Ce sera donc Renault en France, car la firme vient de se lancer dans un programme de collaboration entre artistes et industrie. L’idée de Renault est de mettre ses moyens techniques au service des artiste. Une fois le travail accompli, la société se charge de l’exposer. Ils sont très nombreux à s'être ainsi confrontés à la célèbre régie, que ce soit Dubuffet, Vasarely, Tinguely ou Michaux.

Arman, en tant qu'artiste s’intéressant aux objets, qu’ils soient nobles ou rebutants, ne pouvait manquer d'attirer l'attention de Renault. Pour lui c’est l’occasion de travail avec un objet au pouvoir symbolique fort. La voiture c’est la prospérité économique, le développement industrie. On est aussi dans une période où se développe l’individualisme, l’automobiliste est bientôt roi. Derrière l’automobile et la marque Renault se profile aussi l'idée du monde ouvrier et la lutte des classes. Mais pour Arman l'expérience va donner lieu à une orientation esthétique forte.

Arman, accumulation n°147
Arman, accumulation n°147 © François Fernandez / Christine Siméone

Arman a donc des mois durant côtoyé les chaînes de montage des voitures.
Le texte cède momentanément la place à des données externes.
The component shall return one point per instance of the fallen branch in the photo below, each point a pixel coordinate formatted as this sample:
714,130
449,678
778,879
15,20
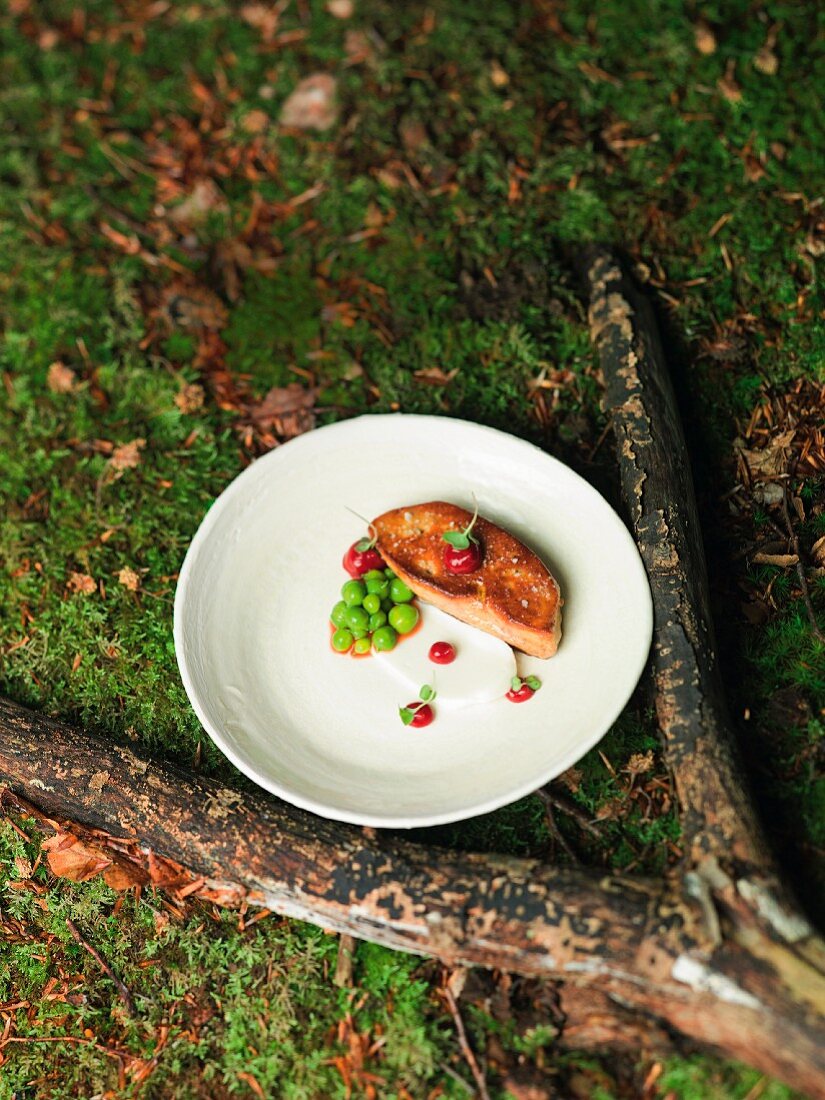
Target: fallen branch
716,952
123,992
800,568
464,1044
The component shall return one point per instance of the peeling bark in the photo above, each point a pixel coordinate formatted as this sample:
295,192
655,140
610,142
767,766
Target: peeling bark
716,952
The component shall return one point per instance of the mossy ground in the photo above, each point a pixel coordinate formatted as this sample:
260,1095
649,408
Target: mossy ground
474,144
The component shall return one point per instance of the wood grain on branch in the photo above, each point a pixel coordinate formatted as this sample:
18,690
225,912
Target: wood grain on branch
715,952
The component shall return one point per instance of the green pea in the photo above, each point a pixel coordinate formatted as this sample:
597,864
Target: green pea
342,640
404,618
398,592
377,620
353,593
356,618
385,638
378,586
338,616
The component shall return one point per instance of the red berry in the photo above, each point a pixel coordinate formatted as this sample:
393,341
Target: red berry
442,652
520,694
460,562
422,716
356,562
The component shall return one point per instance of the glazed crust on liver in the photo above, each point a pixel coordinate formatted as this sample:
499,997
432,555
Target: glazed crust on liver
512,595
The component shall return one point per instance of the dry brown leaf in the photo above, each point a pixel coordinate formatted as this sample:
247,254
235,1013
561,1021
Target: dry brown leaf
252,1084
358,47
413,133
756,612
190,397
727,84
23,867
817,551
255,121
74,859
435,376
497,75
204,198
264,18
311,106
61,378
128,455
81,583
129,579
770,460
766,62
286,410
572,779
639,763
191,307
124,876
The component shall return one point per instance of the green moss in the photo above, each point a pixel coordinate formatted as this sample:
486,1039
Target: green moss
474,151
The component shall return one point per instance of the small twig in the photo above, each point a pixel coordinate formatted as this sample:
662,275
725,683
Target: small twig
567,805
800,568
122,991
457,1077
553,826
343,966
464,1044
66,1038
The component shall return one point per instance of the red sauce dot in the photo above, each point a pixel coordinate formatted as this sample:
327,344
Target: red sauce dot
442,652
520,694
422,716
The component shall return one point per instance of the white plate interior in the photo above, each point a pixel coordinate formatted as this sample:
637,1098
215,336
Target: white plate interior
322,730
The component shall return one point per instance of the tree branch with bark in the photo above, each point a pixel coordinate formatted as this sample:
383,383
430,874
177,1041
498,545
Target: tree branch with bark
716,950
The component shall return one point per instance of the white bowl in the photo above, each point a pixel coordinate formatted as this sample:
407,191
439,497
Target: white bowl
322,730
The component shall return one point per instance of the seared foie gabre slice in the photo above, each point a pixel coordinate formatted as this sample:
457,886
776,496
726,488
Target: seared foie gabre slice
512,595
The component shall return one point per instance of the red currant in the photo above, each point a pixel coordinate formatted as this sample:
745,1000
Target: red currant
356,562
424,714
463,561
520,694
442,652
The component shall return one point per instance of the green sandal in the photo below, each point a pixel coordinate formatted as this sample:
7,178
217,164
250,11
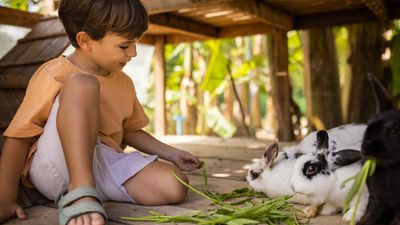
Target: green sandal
67,211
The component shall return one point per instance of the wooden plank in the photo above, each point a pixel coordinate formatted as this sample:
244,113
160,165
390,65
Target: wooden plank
162,6
41,37
14,81
160,119
19,18
340,18
23,63
378,7
244,30
184,26
265,13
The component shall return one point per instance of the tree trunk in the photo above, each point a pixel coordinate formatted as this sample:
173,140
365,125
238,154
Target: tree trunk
322,84
280,86
160,120
366,48
188,89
L'artiste peut arrêter la fabrication des pièces quand il veut, stop ou encore, selon le moment qui l’intéresse, l’état de l’objet.

Tous les morceaux possibles de voiture peuvent avoir grâce à ses yeux: fils de bougie, filtres à air, joints, phares, tôles de carosserie. Cela donnera des oeuvres portant des noms comme Le Murex, ou La Cathédrale. Exposées en 1970 au Musée des Arts Décoratifs à Paris, les oeuvres ont ensuite étaient montrées à Montréal, Amsterdamn, Dusseldorf, Copenhague , Berlin.

En avril 1995, la galerie Vallois à Paris a décidé de présenter les Accumulations Renault , car elles n'avaient pas été montrées en galerie depuis l'exposition de 1970 au Musée des Arts Décoratifs. Pour toute une génération de gens, les Accumulations Renault étaient donc quasiment inconnues en France.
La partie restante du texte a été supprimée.